İşi daha da uçlaştıralım: Diyelim ki, devrimci hareketin
hepsi seninle aynı düşünüyor. İrili ufaklı 15 tane hareketin her biri senin
gibi 80 bin kişiyi etkiliyor. 15X80=1 milyon 200 bin insan yapar. Yine bir şey
değiştirmen mümkün değil. Kaldı ki devrimci hareketin böyle bir gücünün
olmadığını, aynı düşünceyi ise savunmadığını pekâlâ iyi biliyoruz! Bu durumda
ister devrimci realite açısından bakalım, ister nesnellik, ister “somut durumun
somut tahlili” açısından, isterse olasılık kuramı çerçevesinden bakalım. Her
halükârda “BOYKOT”un etkili bir
pratik sonucu ol(a)mayacaktır.
“BOYKOT” nesnel durumda sol
görünümlü sağ bir politikadır.
Sol içindeki dinamikleri gizli
ve sinsice “EVET” cephesine kaydırmaktır!
“BOYKOT” tutumu bugün mevcut nesnel durumda ‘somut durumun
somut tahlili’ni yapma vizyonunu taşıyan, bilimsel düşünüş yetkinliğine sahip kimselerin
tutumu olamaz! Çünkü bugün BOYKOT=EVET niteliğindedir! “BOYKOT” demek
“olasılık” değerini tümünden ortadan kaldırmak (80 milyonda 1’e düşürmek) olacaktır.

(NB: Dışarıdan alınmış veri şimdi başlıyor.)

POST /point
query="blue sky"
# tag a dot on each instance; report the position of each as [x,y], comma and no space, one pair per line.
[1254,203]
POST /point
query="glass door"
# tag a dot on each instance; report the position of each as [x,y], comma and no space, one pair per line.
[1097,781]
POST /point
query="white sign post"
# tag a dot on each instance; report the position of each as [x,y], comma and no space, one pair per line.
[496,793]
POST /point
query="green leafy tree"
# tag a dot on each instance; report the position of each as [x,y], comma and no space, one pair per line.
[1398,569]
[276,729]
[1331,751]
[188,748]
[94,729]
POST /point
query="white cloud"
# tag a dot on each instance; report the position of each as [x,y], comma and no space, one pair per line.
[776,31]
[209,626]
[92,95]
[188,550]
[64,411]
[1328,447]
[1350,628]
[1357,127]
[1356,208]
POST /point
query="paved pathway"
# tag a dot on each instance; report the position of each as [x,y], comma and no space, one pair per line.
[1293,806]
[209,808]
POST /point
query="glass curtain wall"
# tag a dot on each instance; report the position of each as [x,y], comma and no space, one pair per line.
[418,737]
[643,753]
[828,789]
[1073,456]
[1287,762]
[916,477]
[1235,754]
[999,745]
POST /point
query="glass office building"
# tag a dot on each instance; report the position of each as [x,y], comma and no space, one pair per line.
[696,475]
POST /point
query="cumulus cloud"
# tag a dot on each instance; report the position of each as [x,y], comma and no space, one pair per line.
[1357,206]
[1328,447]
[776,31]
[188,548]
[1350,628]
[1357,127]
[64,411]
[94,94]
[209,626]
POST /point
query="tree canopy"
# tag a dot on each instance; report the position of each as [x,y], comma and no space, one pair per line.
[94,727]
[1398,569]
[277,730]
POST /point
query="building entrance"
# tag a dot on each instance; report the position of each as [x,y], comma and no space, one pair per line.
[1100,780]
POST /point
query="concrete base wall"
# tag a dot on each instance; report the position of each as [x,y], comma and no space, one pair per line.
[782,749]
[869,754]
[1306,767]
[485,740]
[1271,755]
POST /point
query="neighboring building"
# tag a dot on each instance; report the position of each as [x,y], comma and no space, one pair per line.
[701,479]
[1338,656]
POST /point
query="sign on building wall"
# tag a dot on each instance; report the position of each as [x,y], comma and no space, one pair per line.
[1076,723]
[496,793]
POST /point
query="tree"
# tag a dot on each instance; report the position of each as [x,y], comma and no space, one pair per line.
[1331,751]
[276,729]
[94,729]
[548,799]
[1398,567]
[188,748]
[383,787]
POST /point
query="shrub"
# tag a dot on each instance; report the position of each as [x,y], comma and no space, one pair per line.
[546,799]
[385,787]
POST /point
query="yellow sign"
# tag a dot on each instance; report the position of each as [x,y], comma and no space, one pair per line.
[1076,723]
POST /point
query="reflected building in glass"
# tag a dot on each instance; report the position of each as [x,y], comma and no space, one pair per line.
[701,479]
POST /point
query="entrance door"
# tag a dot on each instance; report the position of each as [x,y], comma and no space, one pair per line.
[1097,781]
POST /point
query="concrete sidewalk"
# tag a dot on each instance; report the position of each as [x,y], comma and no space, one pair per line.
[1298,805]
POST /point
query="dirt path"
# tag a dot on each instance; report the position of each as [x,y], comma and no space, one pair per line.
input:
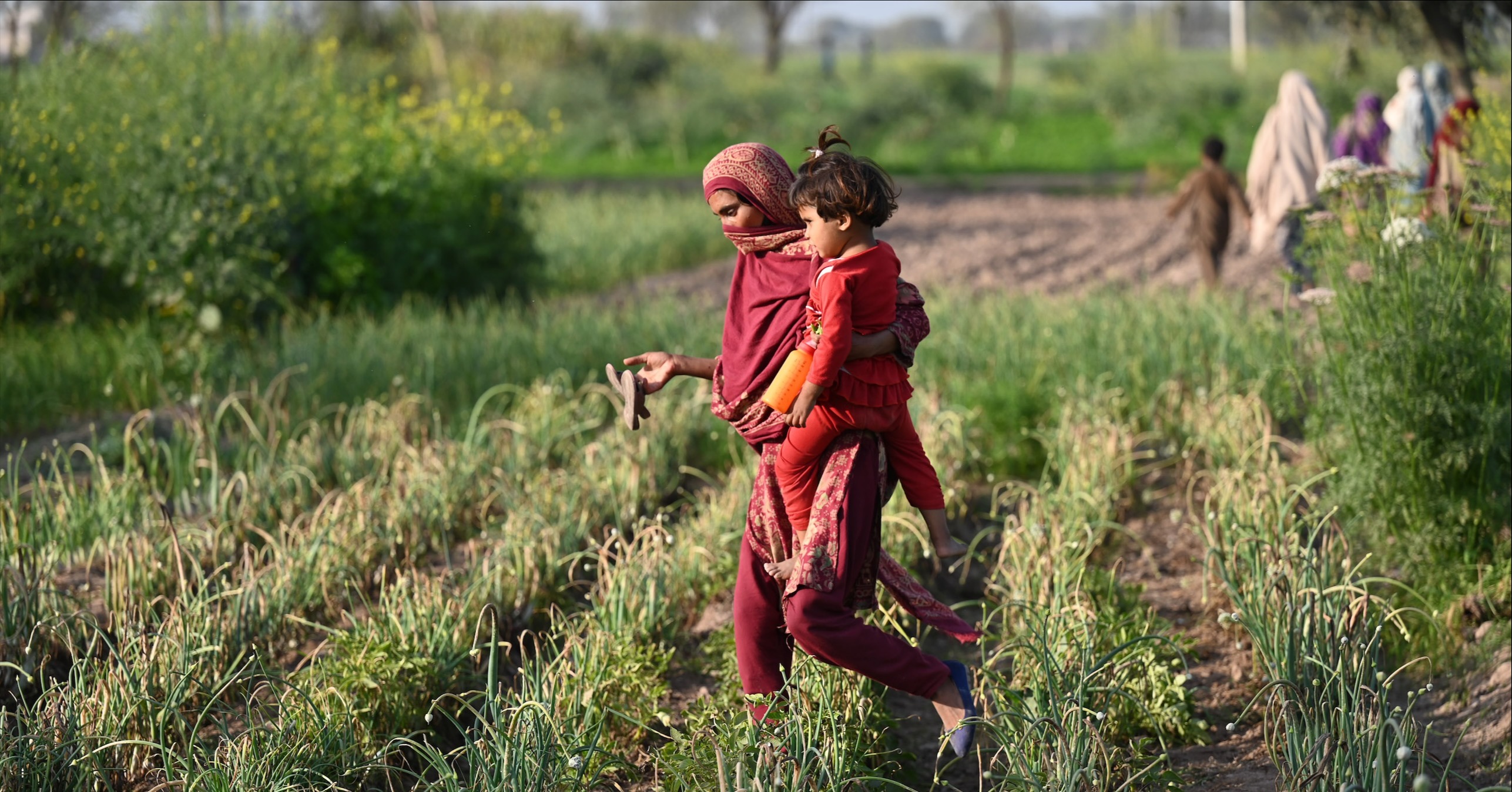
[1025,242]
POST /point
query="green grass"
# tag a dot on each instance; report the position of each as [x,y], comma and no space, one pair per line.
[596,239]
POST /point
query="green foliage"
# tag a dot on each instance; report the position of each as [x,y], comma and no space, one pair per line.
[593,239]
[214,179]
[1416,410]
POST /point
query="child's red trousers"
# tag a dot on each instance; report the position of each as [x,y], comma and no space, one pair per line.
[799,461]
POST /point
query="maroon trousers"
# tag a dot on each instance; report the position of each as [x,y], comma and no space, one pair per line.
[820,622]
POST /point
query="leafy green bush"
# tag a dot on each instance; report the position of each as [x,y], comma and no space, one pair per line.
[207,179]
[1416,383]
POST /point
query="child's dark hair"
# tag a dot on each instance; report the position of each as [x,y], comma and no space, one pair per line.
[840,183]
[1213,149]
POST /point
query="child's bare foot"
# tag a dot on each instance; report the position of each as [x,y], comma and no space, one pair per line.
[948,548]
[780,570]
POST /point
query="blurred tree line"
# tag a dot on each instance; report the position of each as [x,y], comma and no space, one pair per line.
[354,152]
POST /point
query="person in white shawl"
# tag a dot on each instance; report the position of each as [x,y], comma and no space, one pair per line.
[1411,120]
[1284,165]
[1440,99]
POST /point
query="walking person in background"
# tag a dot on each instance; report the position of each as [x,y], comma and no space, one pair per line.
[1411,120]
[1440,99]
[1446,176]
[1365,133]
[1210,194]
[1283,174]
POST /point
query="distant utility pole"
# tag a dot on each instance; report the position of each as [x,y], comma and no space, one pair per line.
[430,31]
[217,19]
[1003,14]
[1239,37]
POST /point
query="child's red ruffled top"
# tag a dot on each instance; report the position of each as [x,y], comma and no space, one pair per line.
[856,294]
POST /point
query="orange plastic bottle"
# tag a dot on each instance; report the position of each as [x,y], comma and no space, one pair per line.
[790,380]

Neden? Çünkü, cevapların sıfır (olasılık dışı) ile bir (kesinlik) arasında
olması, dünyamız hakkındaki çok daha gerçekçi bir bakış açısı ve çevremizdeki
hayatı anlamanın çok daha güçlü bir yolunu veriyor bize… Yani “olasılık kuramı”
çerçevesinden bakıldığında, 80 milyonda 1 olasılığa sahip olacaksın! Bu kadar
açık bir durum yel değirmenlerine karşı kılıç sallamaktan başka bir şey
değildir! Bugün “BOYKOT” demek bir tercih olabilir, ancak geleceğe karşı sorumlu
bir yaklaşım değildir.
Fakat “HAYIR” yanıtının ‘olasılığı’ 2’de 1’dir. Yani 2
olasılıktan biridir! 80 milyonluk olasılık nerede 2/1 olasılığı nerede? Hangisi
daha realistçedir? Şayet “HAYIR” sonucunun pratik bir olasılığı olmasaydı, o zaman, yoğun bir
TEŞHİR politika ve pratiği içinde taşıyan güçlü bir “BOYKOT”a gidilebilirdi.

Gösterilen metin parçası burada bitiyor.